The benefit of Golang isn't that it's compiled. It's that it has a good IO and concurrency model and the language is strict enough to force certain good practices on developers.
IMO it would be almost as good even if the code execution were as slow as Python or Ruby.
I hear this a lot about Go, but doesn't the webserver handle concurrency for you in most cases? I don't do a whole lot of explicit threading work when I write webservers in Java for example. Or is there something I'm missing that you use the Go primitives for in these cases?
I'm not as familiar with Java but It's more about concurrency than threads. I have more familiarity with Python, so using that as an example...
There are Tornado and asyncio libraries for Python that give you asynchronous networking. But you have to totally rework how you write Python code within those request handlers to factor out blocking IO which makes using existing libraries for DB and such a pain.

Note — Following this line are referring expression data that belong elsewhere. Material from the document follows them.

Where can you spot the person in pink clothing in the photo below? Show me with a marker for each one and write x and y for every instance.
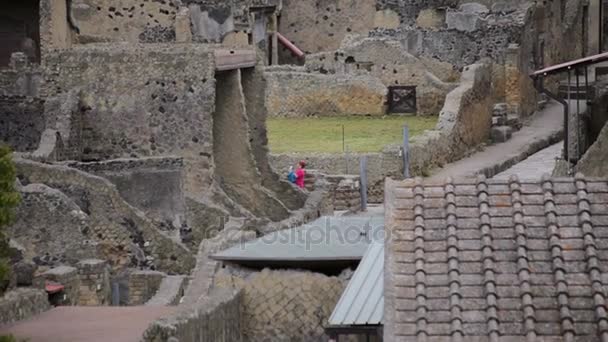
(300, 174)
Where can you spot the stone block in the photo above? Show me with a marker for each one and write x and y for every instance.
(91, 266)
(514, 122)
(501, 133)
(465, 22)
(474, 7)
(430, 19)
(500, 109)
(24, 272)
(387, 19)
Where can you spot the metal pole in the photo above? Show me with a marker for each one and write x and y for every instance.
(363, 182)
(406, 161)
(566, 125)
(343, 139)
(115, 294)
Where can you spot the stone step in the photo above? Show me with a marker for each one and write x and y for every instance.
(170, 291)
(501, 133)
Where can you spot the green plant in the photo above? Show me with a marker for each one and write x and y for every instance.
(9, 199)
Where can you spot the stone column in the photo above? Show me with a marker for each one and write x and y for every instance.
(183, 31)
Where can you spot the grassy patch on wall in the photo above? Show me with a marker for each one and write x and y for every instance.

Go is built from the ground up to handle IO like that asynchronously so all of your libraries and stuff will just work in that context.
NodeJS is similar to Go in that regard, but the JS language has baggage that gives you weird blends of callback asynchronicity mixed with async/await and it generally just doesn't feel as nature as Go.
Sometimes a simple request/response model isn't enough. Maybe you need a streamed (chunked encoding) API or WebSockets where the performance for massive numbers of connections using threaded servers is going to tank quickly compared to a language like Go that handles the IO and concurrency better from the ground up.
IMO it would be almost as good even if the code execution were as slow as Python or Ruby.